HA & last_man_standing + wait_for_all

esi_y

Active Member
Nov 29, 2023
796
105
43
It's nowhere in the PVE official docs, but corosync does support last_man_standing and when used with HA it is suggested to also set wait_for_all. I found some previous threads, but not in relation to HA.

Now I understand the official PVE endorsed way would be to just use a qdevice, but this does not solve particular situations, for instance looking to maximize off-grid time by having cascade shutdown nodes leaving only 3, with only few essential HA services that won't overload them.

My question is - has anyone been running this in production or at least for a reasonably long period on reasonably large cluster (10+) to test any anomalies when nodes are going down and then re-starting up and its effect on the HA stack on PVE?

Note: As the rebalanacing might end up with even node count, I suppose I better set auto_tie_breaker as well, but that should have no influence on the two above.
 
Last edited:
I guess these configs are not really popular?
Seems so.

Actually I now tried to understand (Redhat) what tie_breaker and last_man would do. While I am sure that I did not really understand all the details and implications I am fairly sure I do not want this. In my picture there is always "split brain" possible, which might be fatal for known reasons.

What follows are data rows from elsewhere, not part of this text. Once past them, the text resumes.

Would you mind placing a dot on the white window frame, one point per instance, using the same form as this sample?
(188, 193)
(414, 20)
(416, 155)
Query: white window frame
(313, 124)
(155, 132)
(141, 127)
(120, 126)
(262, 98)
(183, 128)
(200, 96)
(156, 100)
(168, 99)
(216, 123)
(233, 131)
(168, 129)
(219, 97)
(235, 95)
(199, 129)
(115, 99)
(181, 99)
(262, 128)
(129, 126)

Sorry, I have no well-founded knowledge...
 
In my picture there is always "split brain" possible

I understood the options (and recommended combos) are there to not have end up in a split-brain. What specifically was the point where you got the impression?
 
It makes sense that you should set wait_for_all if you set last_man_standing, because there may be a quorate minority. So after a cold start we need all nodes connected to be quorate.

But this means if just ONE of your nodes dies after a powerloss, the other nodes won't get quorate on their own. The bigger the cluster, the bigger the risk. On a 10+ node cluster, this is definitely a no go for me.
 
It makes sense that you should set wait_for_all if you set last_man_standing, because there may be a quorate minority. So after a cold start we need all nodes connected to be quorate.

But this means if just ONE of your nodes dies after a powerloss, the other nodes won't get quorate on their own. The bigger the cluster, the bigger the risk. On a 10+ node cluster, this is definitely a no go for me.

My understanding on this scenario would be different, say a power loss ocurred, going down (graceful shutdowns) from 8 nodes thanks to LMS to 3. Now assume the power loss lasted for so long all the remaining nodes had to go off. After power resume there's 8 nodes starting up and expected was set to 3 with WFA, any 3 nodes would do to get it to start off. Which part did I get wrong?
 
Last edited:
What specifically was the point where you got the impression?
It was just my not-well-founded impression, just to give at least *any* feedback after your third post without any reaction ;-)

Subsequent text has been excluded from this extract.